Леонгард видит, как встает из гроба умершая мать с ее беспокойным лицом, затем сестра и жена Сабина: они более всего образы, как и его собственные, многие тела – ребенка, юноши и взрослого мужчины; их истинная жизнь не преходяща и не имеет формы, как и его собственное «я».
Он тащится к пруду, увиденному им вблизи, чтобы охладить водою горящую кожу; боли, разрывающие его внутренности, кажутся ему каким-то чужим, не своим страданием.
Перед утренней зарею вечного настоящего, которое кажется таким понятным каждому смертному, как его собственное лицо, и все же в основе своей остается таким же чуждым ему, как это самое лицо, бледнеют все признаки, в том числе и телесной муки.
Глядя с раздумьем на мягкую излучину берега, на маленькие острова, обросшие тростником, он начинает что-то припоминать.
Он видит, что снова находится в том парке, где прошла его юность.
Странствование по большому кругу грез – жизненные туманы!
Глубокая удовлетворенность успокаивает его сердце, страхи и ужасы уничтожены, он примирен с мертвецами, с живыми и с самим собою.
С этих пор судьба не таит в себе для него каких-то ужасов – ни в прошлом, ни в будущем.
Золотая голова времени имеет теперь лишь одно лицо: настоящее, как чувство нескончаемого блаженного покоя, обращает к нему свой вечно юный лик; оба других навсегда отвернулись, как темная половина месяца от земли.

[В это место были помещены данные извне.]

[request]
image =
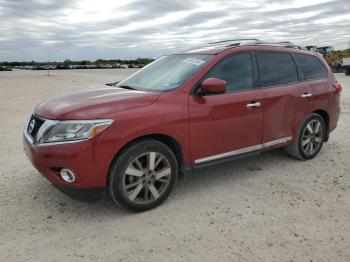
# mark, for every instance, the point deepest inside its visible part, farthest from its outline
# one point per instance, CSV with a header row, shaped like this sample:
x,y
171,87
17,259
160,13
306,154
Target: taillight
x,y
337,87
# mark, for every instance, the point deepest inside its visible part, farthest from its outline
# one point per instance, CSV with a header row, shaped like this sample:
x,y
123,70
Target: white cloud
x,y
91,29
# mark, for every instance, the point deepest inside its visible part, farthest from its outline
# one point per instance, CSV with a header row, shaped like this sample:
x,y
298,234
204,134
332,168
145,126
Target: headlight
x,y
73,130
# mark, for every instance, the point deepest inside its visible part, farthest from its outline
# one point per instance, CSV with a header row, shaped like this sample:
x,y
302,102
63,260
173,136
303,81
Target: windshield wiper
x,y
127,87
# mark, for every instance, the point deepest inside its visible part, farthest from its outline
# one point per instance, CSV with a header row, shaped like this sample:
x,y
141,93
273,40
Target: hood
x,y
94,103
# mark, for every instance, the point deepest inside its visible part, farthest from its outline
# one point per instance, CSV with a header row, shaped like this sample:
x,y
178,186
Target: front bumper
x,y
89,162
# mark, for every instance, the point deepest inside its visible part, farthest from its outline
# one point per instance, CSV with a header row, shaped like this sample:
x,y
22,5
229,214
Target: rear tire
x,y
143,175
309,139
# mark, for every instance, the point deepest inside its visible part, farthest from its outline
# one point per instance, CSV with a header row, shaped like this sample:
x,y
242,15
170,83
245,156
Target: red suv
x,y
184,111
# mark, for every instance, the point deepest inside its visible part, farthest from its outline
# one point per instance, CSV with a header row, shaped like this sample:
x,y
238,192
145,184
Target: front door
x,y
227,124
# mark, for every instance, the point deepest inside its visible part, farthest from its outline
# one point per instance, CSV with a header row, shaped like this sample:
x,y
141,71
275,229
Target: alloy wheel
x,y
312,137
146,178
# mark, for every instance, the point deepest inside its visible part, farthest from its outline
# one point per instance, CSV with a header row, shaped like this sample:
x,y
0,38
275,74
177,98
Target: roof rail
x,y
254,41
235,40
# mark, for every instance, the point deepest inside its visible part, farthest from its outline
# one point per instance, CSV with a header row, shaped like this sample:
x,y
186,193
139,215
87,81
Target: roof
x,y
214,48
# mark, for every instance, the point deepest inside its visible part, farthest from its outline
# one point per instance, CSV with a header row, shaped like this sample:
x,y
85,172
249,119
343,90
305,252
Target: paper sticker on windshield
x,y
193,61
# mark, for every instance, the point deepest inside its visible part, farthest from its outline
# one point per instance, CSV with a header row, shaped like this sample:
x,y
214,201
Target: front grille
x,y
34,125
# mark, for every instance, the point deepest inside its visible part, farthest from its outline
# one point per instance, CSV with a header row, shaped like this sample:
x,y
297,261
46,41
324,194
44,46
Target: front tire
x,y
310,137
143,175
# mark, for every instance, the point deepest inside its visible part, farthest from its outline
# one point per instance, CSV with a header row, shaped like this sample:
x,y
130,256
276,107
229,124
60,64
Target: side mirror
x,y
213,86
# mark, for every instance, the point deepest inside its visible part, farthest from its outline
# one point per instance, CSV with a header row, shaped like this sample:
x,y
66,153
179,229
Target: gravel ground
x,y
264,208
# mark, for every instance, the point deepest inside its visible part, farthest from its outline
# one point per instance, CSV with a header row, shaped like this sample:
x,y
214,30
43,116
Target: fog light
x,y
67,175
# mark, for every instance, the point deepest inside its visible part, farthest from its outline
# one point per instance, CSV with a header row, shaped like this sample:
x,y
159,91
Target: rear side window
x,y
311,66
236,70
276,68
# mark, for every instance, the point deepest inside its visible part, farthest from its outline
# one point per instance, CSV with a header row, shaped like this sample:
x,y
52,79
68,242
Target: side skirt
x,y
236,154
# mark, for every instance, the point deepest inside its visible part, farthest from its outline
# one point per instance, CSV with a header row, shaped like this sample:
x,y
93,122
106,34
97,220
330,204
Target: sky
x,y
55,30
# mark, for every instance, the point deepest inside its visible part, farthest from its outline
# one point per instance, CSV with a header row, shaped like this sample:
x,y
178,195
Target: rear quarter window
x,y
276,68
311,66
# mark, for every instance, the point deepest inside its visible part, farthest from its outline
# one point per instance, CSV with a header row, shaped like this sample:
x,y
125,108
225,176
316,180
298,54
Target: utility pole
x,y
48,68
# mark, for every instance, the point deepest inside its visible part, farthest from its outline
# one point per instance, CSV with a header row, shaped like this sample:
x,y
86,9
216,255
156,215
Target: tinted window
x,y
311,66
276,68
236,70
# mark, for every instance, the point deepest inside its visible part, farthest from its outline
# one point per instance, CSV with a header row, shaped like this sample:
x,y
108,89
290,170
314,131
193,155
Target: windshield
x,y
166,73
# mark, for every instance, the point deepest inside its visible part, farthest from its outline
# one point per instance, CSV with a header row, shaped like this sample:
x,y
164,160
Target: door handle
x,y
305,95
253,105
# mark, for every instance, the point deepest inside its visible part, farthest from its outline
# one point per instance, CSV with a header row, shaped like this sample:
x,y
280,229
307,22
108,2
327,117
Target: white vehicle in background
x,y
346,65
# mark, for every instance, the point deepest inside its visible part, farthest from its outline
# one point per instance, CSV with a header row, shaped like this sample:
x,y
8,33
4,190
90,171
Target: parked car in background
x,y
182,112
346,65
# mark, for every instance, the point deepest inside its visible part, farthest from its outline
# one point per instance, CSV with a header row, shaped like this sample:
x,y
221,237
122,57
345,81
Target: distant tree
x,y
67,62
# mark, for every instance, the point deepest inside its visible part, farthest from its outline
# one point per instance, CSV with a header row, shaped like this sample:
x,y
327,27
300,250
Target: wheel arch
x,y
171,142
324,114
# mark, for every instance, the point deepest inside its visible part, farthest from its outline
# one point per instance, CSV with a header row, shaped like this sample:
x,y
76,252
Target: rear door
x,y
286,99
227,124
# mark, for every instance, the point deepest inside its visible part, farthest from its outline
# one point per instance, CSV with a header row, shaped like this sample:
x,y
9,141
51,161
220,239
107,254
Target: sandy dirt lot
x,y
264,208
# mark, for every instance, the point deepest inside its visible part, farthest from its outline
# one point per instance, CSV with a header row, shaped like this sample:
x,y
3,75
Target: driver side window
x,y
237,70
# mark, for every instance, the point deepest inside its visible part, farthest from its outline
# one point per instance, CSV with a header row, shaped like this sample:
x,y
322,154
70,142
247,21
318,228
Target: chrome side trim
x,y
231,153
277,141
244,150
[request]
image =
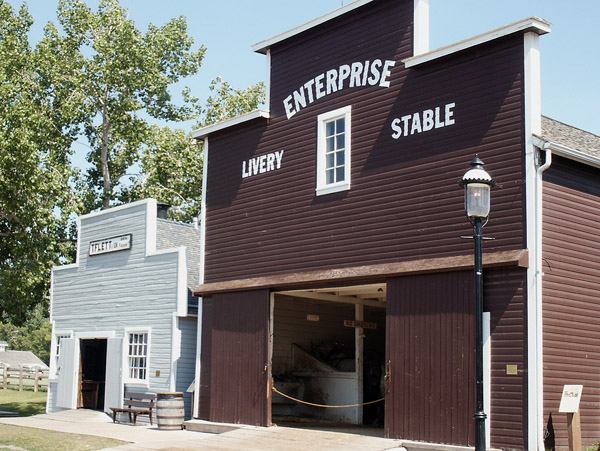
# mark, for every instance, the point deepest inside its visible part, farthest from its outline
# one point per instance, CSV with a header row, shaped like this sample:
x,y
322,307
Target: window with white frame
x,y
333,151
137,356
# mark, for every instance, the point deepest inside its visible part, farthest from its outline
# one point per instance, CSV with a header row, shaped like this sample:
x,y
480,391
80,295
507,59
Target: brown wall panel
x,y
430,353
431,349
571,300
404,203
239,358
505,298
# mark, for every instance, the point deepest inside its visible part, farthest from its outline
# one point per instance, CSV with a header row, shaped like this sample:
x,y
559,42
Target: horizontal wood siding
x,y
240,366
571,299
120,290
431,358
186,363
505,295
431,350
205,359
404,203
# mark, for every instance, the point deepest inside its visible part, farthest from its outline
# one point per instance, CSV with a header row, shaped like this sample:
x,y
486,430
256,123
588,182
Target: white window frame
x,y
127,379
55,343
322,186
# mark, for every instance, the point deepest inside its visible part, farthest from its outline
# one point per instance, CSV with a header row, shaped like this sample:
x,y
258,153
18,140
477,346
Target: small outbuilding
x,y
332,234
123,317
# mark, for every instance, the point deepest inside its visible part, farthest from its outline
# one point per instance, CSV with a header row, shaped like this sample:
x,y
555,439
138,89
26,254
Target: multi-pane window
x,y
138,355
335,139
58,339
333,151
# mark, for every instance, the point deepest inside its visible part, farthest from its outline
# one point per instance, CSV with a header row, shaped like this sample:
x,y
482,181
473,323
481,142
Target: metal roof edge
x,y
263,46
566,152
205,131
535,24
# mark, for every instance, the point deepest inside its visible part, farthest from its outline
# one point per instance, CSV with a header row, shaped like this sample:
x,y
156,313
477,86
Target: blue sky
x,y
570,54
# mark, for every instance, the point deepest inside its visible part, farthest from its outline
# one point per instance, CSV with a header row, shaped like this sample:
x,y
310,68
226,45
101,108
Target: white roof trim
x,y
566,152
263,46
118,208
535,24
205,131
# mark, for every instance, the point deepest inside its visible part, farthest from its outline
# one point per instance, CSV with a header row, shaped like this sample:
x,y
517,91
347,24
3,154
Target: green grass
x,y
25,403
33,439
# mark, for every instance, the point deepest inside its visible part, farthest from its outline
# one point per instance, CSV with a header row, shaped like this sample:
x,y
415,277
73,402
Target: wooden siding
x,y
431,350
404,203
186,363
120,290
205,358
571,300
431,358
505,297
240,358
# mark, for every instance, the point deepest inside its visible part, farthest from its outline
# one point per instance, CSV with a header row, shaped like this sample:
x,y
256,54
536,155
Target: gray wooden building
x,y
123,316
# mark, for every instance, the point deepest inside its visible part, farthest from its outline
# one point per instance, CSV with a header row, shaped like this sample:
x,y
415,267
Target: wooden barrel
x,y
169,411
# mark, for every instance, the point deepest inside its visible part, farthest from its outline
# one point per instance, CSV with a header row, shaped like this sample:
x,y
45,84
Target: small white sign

Мысль о том, что все движущееся должно быть заключено в круг, что он сам является частью великого закона, округляющего новые тела и сохраняющего их округлость, имеет для него нечто бесконечно утешительное в себе; он ясно сознает разницу между сатанинской эмблемой с беспокойно бегущими четырьмя человеческими ногами и спокойно стоящим вертикальным крестом.
Жива ли еще его дочь? Она должна быть старухой, едва ли на двадцать лет моложе его.
Спокойно он идет к замку; дорожка, усыпанная крупным песком, наряжена в одежду из падающих плодов и диких цветов, молодые березки стали суковатыми великанами в светлых плащах, черная груда развалин, поросшая серебристыми зонтичными цветами, покрывает вершину холма.
Со странным волнением бродит он среди этой кучи хлама: из прошлого восстает, сияя новым светом, старый, давно знакомый мир, обломки, находимые им то тут, то там среди обуглившихся балок, слагаются в одно целое; изогнутый бронзовый маятник волшебно воссоздает коричневые часы детских лет во вновь воскреснувшем настоящем, тысячи капель крови старых мук превращаются в блестящие красные крапинки в оперении феникса жизни.
Овечье стадо, согнанное безмолвными собаками в широкий серый четырехугольник, проходит вниз по лугу; он спрашивает пастуха об обитателях замка, тот бормочет что-то о проклятом месте и старухе, последней обитательнице пожарища – злобной ведьме с кровавой отметиной на лбу вроде Каина, живущей там внизу, в хижине угольщица – и затем поспешно уходит, продолжая ворчать.
Леонгард входит в капеллу, скрытую в густой чаще: дверь висит на петлях, лишь только золоченый аналой, покрытый плесенью, стоит на месте, окна потускнели, алтарь и иконы сгнили, крест на медной плите разъеден ярью, коричневый мох пробивается в щели.
Он проводит ногой по плите – и на блестящей полосе металла обнаруживается полустершаяся надпись: год и рядом слова – «Построено Яковом де Витриако».
Тонкие паутинные нити, связующие друг с другом земные вещи, распутываются перед сознанием Леонгарда: безразличное имя неизвестного архитектора, едва сохранившееся в его памяти, так часто читавшееся в юности и затем снова забывшееся – его старый, невидимый спутник на круговом пути, переодетый зовущим мастером: вот он лежит у его ног, превратившись в безразличное слово в тот самый час, когда его миссия окончилась и когда исполнилось тайное стремление души вернуться к исходной точке.
Мейстер Леонгард проводит остаток своей жизни отшельником среди дикой чащи бытия, носит власяницу, сшитую им из грубых одеял, найденных среди обгорелых развалин, устраивает очаг из необожженых кирпичей.
Фигуры людей, блуждающих иногда близ капеллы, кажутся ему безжизненными тенями и оживают лишь тогда, когда он вводит их образы в магический круг своего «я» и делает их бессмертными.
Формы бытия для него не что иное, как меняющиеся очертания облаков: они разнообразны – и в то же время, в сущности, лишь испарения.